For libertarians, every such measure sticks in their craws. Thus they propose untargeted, if generous, help for households but, because even they recognise the near open-ended costs, they have limited the help to business to six months. Scared of what may follow, business will batten down the hatches so that Kwarteng cancelling the proposed corporation tax rise will have zero effect on investment. It is also aware of the risk of blackouts this winter, unrelieved by the uncertain prospect of fracked gas on stream in a decade.
At least when Britain was in the single market it was linked via undersea interconnectors to Irish, Dutch, French and Belgian grids; it was also linked, in a special deal, with Norway. The price was set in the single market and electricity flowed freely as capacity ebbed and flowed between the networks.
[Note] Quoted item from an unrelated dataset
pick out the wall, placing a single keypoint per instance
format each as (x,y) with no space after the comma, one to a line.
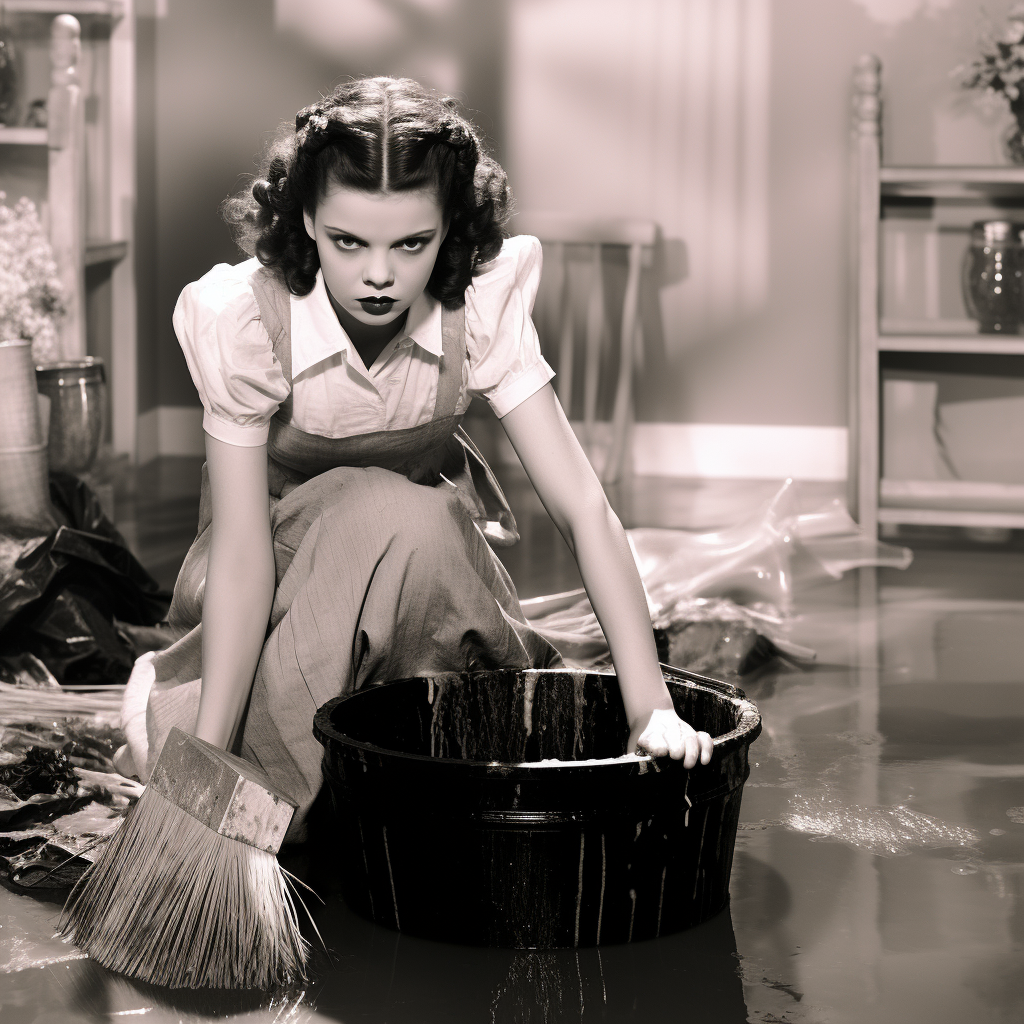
(596,104)
(594,111)
(215,82)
Now Brexit Britain has devised a bureaucratic and expensive auction system instead, raising the price of electricity and exposing us to supply shocks. In addition, the US energy secretary, Jennifer Granholm, has required all US refineries exporting petrol, diesel and distillates to build up their reserves rather than exporting – coinciding with the Russia switch-off. This is another threat to supply.
Before these challenges, the EU had been building up its gas reserves in a process in which we should have taken part. But it was only in late August that Centrica got the go-ahead to reopen its Rough gas storage facility in the North Sea; and this can only be brought back into service slowly. This winter, it will only be of marginal help.
Thus libertarians manage energy crises and fight wars. To plan, to use state power, to tax, to regulate, to build reserves and to work with fellow Europeans are all anathema. The same philosophy that goes nowhere will inform the tax-cutting “fiscal event” later this month that will further inflate our national debt to no purpose. Growth is the result of well-marshalled and imaginatively directed investment by the public and private sector in an interdependent relationship – not making so-called individual “wealth creators” even richer via tax cuts.
The entire project will fail. The pity is that whatever damage it will do to the Conservative party, the rest of us are condemned to live through the same disaster.